Traditionally, the September quarter is the strongest for the Indian information technology (IT) sector. Investors will be closely watching the numbers from the sector because during July-September the BSE IT index rose 11.8 per cent, trailing the Sensex’s 13.38 per cent gain as developments like the ban on outsourcing by Ohio, increase in H1B and L1 visa costs and the hike in MAT rate surfaced. In the June quarter, the IT index returned only 1.56 per cent.
After getting caught in cross-currency movements in at least three quarters, tech firms can expect for some relief.
“We expect companies to benefit from the 1.7 per cent depreciation of the Indian rupee and a 50 basis point gain on revenue growth due to cross-currency movements,” said Nitin Padmanabhan, analyst, Indiabulls Institutional Equities.
Infosys and TCS are expected to see a rise in earnings before interest, depreciation, taxes and amortization (ebitda) margins while Wipro and HCL are likely to see declines.

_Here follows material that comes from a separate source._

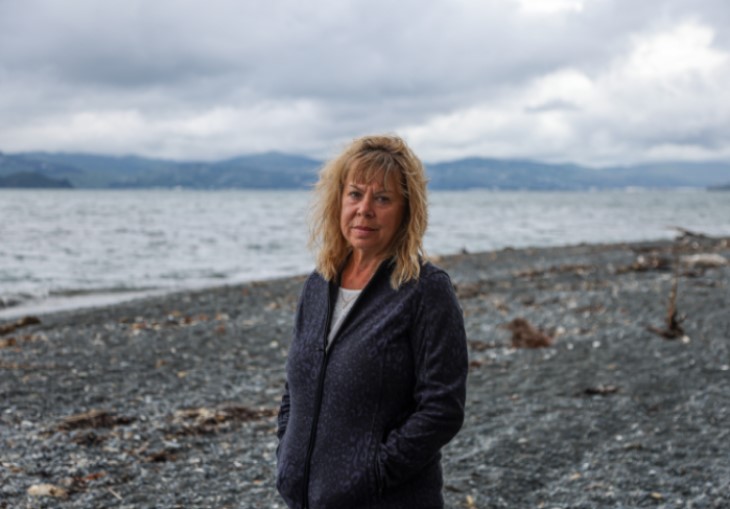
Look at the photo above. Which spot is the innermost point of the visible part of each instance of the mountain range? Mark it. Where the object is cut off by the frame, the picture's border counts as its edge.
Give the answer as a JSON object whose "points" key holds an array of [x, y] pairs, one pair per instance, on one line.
{"points": [[276, 170]]}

Ashish Chopra of Motilal Oswal said the impact of promotions at Wipro (to nearly 20,000 people in the 3-7 year bracket) and TCS in the second quarter of 2010-11 would curtail margins. “HCL Tech margins will be hit hardest due to the impact of salary hikes from July 1, 2010,” Chopra said.
In terms of bottom line, tech companies are expected to report an average 5.7 per cent quarter-on-quarter growth led by Infosys (15.5 per cent), TCS (7.7 per cent) and Tech Mahindra (6.6 per cent) while HCL is expected to report smaller profits compared with the previous quarter. Wipro, controlled by Azim Premji, is expected to show ebit margins of around 20-22 per cent.
“Unlike the June quarter, we enter the September 2010 earnings season with high baseline expectations. Even as strong FY2011 expectations appear priced in and require validation, early commentary on demand outlook and confidence on demand strength sustenance will likely be in focus,” said Kawaljeet Saluja, analyst, Kotak Securities.
In October-December 2009, when recovery in IT spending began, most of it happened in terms of run-the-business, which is more annuity, maintenance and infrastructure contracts that drive cost efficiency, etc. Over the last two quarters, there has been an uptick in discretionary spending, instilling confidence back in the sector, according to Srishti Anand, analyst, Angel Broking.
Another key thing to watch out for would be whether Infosys raises its dollar revenue guidance from the current 19-21 per cent.
“Given our expectations of a strong quarter and favourable cross-currency movements, we expect Infosys to raise its dollar revenue guidance to 22-24 per cent. However, despite the strong profit growth of 18 per cent quarter-on-quarter (compared with a guidance of 5-7 per cent), we believe that the EPS guidance will be raised only to Rs 117-Rs 121 (from Rs 112-Rs 117) due to the sharp appreciation of rupee in the recent past,” said Surendra Goyal, analyst, Citigroup.